Pre-Flight: Voice Agent Auditor
Catches the production bugs in your voice agent's prompt before your users do.

About this Agent
A pre-flight check for voice AI agents — built by an engineer who has shipped production voice agents on Bolna, Vapi, Retell, LiveKit, and ElevenLabs Conversational AI, and debugged the bugs that only show up at 2am on a live call. Paste in your voice agent's system prompt, opening line, and a one-line context (platform, use case, language).

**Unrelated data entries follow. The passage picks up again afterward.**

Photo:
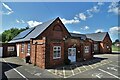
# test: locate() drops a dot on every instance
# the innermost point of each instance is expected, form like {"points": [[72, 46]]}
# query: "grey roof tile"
{"points": [[97, 36], [81, 36]]}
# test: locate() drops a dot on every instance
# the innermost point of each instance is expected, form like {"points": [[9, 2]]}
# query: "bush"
{"points": [[67, 62]]}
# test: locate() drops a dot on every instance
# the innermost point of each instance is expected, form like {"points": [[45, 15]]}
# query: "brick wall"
{"points": [[38, 52]]}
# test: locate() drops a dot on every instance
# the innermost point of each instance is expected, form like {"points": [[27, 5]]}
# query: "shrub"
{"points": [[67, 62]]}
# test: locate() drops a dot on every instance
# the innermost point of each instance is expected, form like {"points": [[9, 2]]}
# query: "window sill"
{"points": [[57, 58]]}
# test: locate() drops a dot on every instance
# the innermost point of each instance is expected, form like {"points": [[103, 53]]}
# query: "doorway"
{"points": [[72, 54]]}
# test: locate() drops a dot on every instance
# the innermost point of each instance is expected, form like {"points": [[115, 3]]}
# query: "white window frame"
{"points": [[95, 47], [22, 47], [11, 48], [86, 49], [56, 57], [28, 48], [107, 47]]}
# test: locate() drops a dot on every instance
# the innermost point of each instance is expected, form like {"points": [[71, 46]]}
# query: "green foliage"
{"points": [[8, 35]]}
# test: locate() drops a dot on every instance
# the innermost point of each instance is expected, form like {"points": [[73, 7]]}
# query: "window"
{"points": [[10, 48], [56, 52], [107, 47], [28, 48], [22, 47], [86, 49], [95, 47]]}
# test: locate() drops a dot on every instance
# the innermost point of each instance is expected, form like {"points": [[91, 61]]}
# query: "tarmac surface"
{"points": [[103, 66]]}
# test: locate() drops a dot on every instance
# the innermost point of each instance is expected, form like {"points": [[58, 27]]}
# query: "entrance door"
{"points": [[72, 54], [17, 49]]}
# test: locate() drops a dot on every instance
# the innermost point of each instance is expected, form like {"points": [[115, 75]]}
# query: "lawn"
{"points": [[114, 48]]}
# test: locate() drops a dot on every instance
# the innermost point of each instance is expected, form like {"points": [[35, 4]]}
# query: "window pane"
{"points": [[56, 52]]}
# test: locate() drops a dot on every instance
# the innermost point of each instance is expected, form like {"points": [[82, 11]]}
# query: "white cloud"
{"points": [[20, 21], [100, 3], [89, 12], [72, 21], [33, 23], [85, 28], [76, 32], [99, 30], [82, 16], [9, 10], [114, 8], [114, 30]]}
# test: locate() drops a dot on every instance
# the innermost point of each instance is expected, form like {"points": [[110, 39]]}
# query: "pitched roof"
{"points": [[32, 32], [81, 36], [97, 36]]}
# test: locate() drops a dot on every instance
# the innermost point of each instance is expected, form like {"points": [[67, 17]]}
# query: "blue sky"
{"points": [[78, 17]]}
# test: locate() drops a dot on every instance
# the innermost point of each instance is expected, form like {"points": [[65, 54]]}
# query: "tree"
{"points": [[8, 35], [117, 40]]}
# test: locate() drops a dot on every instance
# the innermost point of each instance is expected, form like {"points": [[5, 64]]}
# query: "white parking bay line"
{"points": [[64, 72], [78, 68], [72, 70], [109, 73], [84, 66], [15, 70], [114, 65]]}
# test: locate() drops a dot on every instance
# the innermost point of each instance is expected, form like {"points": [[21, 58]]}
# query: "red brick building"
{"points": [[50, 44], [7, 49]]}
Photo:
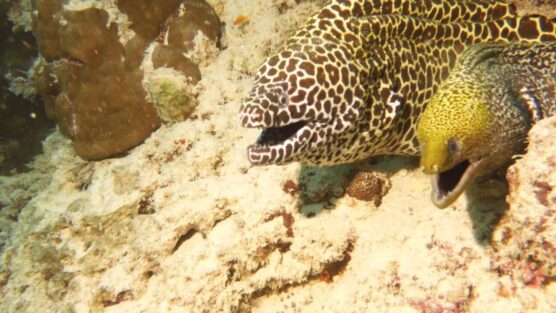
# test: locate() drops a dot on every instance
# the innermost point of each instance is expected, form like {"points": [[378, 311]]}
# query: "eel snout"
{"points": [[449, 184]]}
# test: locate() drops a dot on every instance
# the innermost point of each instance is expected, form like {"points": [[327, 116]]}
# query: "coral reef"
{"points": [[94, 88], [369, 186], [184, 223], [525, 240]]}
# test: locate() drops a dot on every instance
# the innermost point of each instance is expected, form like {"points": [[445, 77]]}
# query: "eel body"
{"points": [[353, 81], [480, 116]]}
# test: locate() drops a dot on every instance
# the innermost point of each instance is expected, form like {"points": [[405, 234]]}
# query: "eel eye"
{"points": [[283, 100], [453, 147]]}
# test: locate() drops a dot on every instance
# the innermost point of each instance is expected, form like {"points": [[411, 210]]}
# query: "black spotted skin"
{"points": [[354, 80]]}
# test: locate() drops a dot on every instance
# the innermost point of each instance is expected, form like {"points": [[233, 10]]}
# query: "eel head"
{"points": [[305, 100]]}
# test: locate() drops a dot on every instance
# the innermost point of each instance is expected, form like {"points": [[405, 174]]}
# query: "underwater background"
{"points": [[125, 186]]}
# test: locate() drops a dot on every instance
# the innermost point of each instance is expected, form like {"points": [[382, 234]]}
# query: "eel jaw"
{"points": [[448, 185], [279, 144]]}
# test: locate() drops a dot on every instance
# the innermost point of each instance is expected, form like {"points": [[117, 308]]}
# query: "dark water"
{"points": [[23, 122]]}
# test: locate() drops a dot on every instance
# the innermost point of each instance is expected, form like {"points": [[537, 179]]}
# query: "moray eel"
{"points": [[352, 82], [479, 118]]}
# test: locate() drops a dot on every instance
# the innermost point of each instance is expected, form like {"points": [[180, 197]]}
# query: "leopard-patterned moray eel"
{"points": [[354, 79], [479, 117]]}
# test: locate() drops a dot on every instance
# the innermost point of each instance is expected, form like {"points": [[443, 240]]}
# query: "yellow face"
{"points": [[455, 120]]}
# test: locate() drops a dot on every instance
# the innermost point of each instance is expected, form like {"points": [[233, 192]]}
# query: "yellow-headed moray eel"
{"points": [[354, 79], [480, 116]]}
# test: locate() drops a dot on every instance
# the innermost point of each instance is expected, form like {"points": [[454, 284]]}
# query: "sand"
{"points": [[184, 223]]}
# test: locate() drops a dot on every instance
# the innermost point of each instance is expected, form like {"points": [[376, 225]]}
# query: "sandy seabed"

Get back a senior-engineer code review of your agent's configuration covering: - Race conditions in turn-taking — the "user-says-hello-during-the-welcome-message" bug that breaks most first deployments on Bolna and Vapi. - Prompt ambiguity and missing fallback paths — instructions the LLM can interpret two ways, undefined trigger conditions, no exit conditions, no escalation paths. - TTS-readability and latency issues — URLs and currency symbols read literally, monologues that bloat first-token latency, prompts that exceed practical token budgets for voice. - Safety, PII, and human-handoff gaps — missing consent disclosures, promises the agent structurally can't keep, no guardrails for hostile or distressed callers. Every issue comes with the exact phrase that's risky, why it matters in production, the user-experience impact, and a copy-paste-ready rewrite. Not generic advice. Best used on the day before you ship a new voice agent — or right after you fix a production incident, to catch the next one before it bites.
Key Features
- Catches the race conditions other tools miss. Specifically tuned for the welcome-message-vs-pickup bug on Bolna, the first-message-mode gaps on Vapi, and the begin_message issues on Retell — production failure modes that don't surface in dev testing and have broken more first deployments than any other category.
- Every issue comes with a copy-paste-ready rewrite. Not "consider rephrasing for clarity." The exact replacement text, ready to drop into your system prompt. If the auditor can't write the fix, it doesn't raise the issue.
- Severity tiers that reflect production reality. Critical / High / Medium / Low — anchored to actual ship decisions, not opinion. A Critical means don't deploy. A Low means polish when you have time. The overall 0–10 score tells you in one number whether you're shipping today.
- Audits four categories in one pass. Race conditions and turn-taking, prompt ambiguity and missing fallbacks, TTS-readability and latency, and safety/PII/escalation gaps — the four places voice agents fail in production, covered in a single audit.